The BIOS Update Impact
And now for a little analysis of the big question leading up to this review: Just how much of an impact did this clock/memory speed increase have? To answer this I quickly ran both Far Cry 5 (a DX11 test) and Metro Exodus (a DX12 test) using the original BIOS at the 1440/Ultra settings used above, and compared these results to the later updated BIOS numbers we’ve already seen.
Looking at a smaller selection of tested cards for clarity, Far Cry 5 shows an 11% boost from the new BIOS, bringing performance up 8.5 FPS to a solid 84.0 average. This is good for victory over not only the GTX 1660 Ti but the RTX 2060 in this test.
In Metro Exodus we see nearly a 10% increase, with average frame rate moving up 4.4 to 50.6 FPS. This is once again good for a lead over the RTX 2060, and positioned the RX 5600 XT very well in this test.
This would have been a very different review if AMD had not made the decision to make large increases to both GPU clock speeds and memory data rate.
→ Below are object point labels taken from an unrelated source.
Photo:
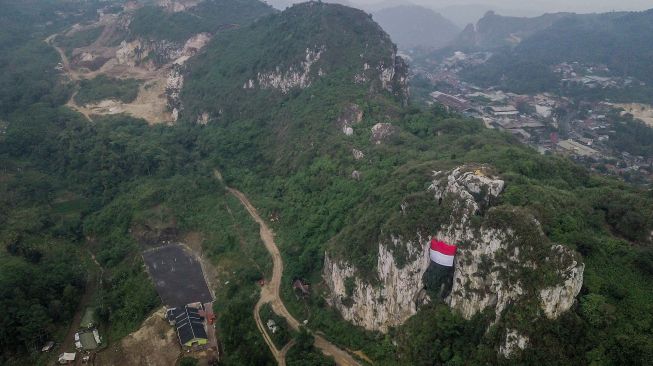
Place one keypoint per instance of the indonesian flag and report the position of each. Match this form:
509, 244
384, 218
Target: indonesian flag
442, 253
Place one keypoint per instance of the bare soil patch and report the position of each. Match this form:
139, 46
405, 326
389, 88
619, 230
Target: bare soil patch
155, 343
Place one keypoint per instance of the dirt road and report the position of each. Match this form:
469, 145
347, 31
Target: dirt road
62, 55
270, 293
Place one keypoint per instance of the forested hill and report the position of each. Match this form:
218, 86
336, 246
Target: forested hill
307, 112
283, 80
302, 111
496, 31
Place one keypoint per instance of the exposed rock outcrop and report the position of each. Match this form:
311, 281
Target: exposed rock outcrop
174, 84
386, 304
514, 342
503, 258
293, 77
351, 115
381, 132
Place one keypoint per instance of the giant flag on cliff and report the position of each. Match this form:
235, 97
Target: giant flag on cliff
442, 253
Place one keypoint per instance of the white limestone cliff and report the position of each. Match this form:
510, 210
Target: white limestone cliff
487, 266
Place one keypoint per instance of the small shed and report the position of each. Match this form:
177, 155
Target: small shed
302, 287
48, 346
67, 358
88, 319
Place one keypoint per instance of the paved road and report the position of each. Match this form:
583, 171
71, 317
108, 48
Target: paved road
270, 293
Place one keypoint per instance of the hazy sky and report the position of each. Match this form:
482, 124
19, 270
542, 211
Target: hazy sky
538, 5
520, 6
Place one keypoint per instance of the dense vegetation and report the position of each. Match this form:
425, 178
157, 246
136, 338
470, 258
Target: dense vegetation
103, 87
153, 22
300, 173
70, 188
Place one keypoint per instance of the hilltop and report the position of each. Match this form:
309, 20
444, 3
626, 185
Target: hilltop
416, 26
308, 113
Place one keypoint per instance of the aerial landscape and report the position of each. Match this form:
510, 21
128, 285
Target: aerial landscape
364, 182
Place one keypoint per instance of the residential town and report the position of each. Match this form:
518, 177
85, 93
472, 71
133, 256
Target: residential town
547, 122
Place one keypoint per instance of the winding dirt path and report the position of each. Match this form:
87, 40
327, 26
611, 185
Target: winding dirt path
270, 293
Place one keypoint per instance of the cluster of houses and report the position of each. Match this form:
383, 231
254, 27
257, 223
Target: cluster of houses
590, 76
534, 120
87, 339
190, 323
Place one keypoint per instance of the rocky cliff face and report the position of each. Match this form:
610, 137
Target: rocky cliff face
298, 76
386, 304
503, 258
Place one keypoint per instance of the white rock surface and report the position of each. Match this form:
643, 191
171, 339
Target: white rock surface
358, 155
294, 77
514, 342
486, 257
383, 306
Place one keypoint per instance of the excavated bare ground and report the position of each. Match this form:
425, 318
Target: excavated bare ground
155, 343
150, 103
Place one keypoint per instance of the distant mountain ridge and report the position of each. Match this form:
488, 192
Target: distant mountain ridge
494, 30
412, 26
619, 40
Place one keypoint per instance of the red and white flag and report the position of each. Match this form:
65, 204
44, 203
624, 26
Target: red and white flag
442, 253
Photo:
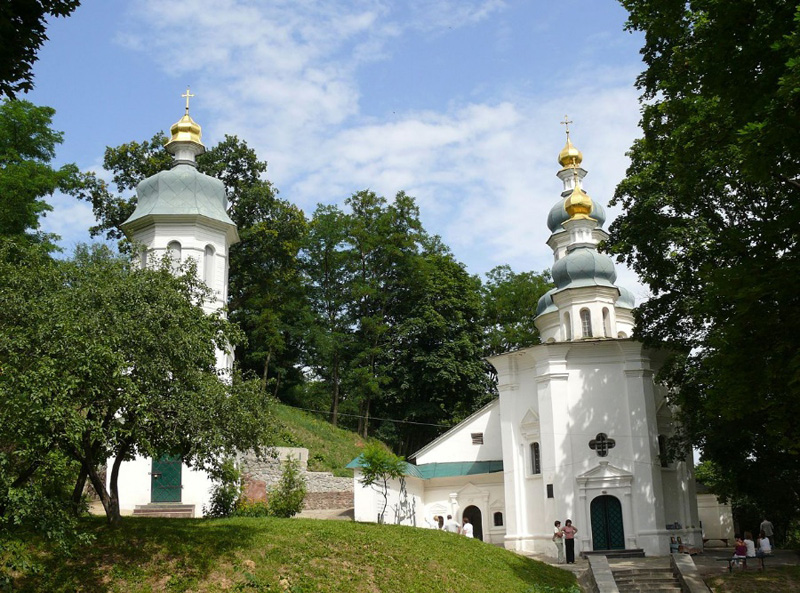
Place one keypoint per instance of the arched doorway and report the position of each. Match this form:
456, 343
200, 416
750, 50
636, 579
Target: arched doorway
473, 513
607, 529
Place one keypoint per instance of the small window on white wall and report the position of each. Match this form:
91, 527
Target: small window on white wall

I had expected a price drop ($259), thinking that there would be quite a bit of overclocking headroom from this Navi 10-based GPU given the conservative (announced) specs.
AMD chose instead to aggressively clock up the card prior to release, reducing its potential OC headroom but significantly improving its position in this $279 – $299 price range.
While I was ready to write up a less than flattering review of a GPU that felt underwhelming at $279, the big performance gains from the BIOS update we received prior to today’s launch have strengthened the card’s position significantly. Initial shipments will require user action to get there, with Sapphire providing a download link for this new VBIOS on their product page (though most Sapphire cards will already have this applied).
Post-update I can now say that the Radeon RX 5600 XT is a good buy at $279, with the tested Sapphire Pulse card a nice option at $289 given its cool and quiet performance during our testing.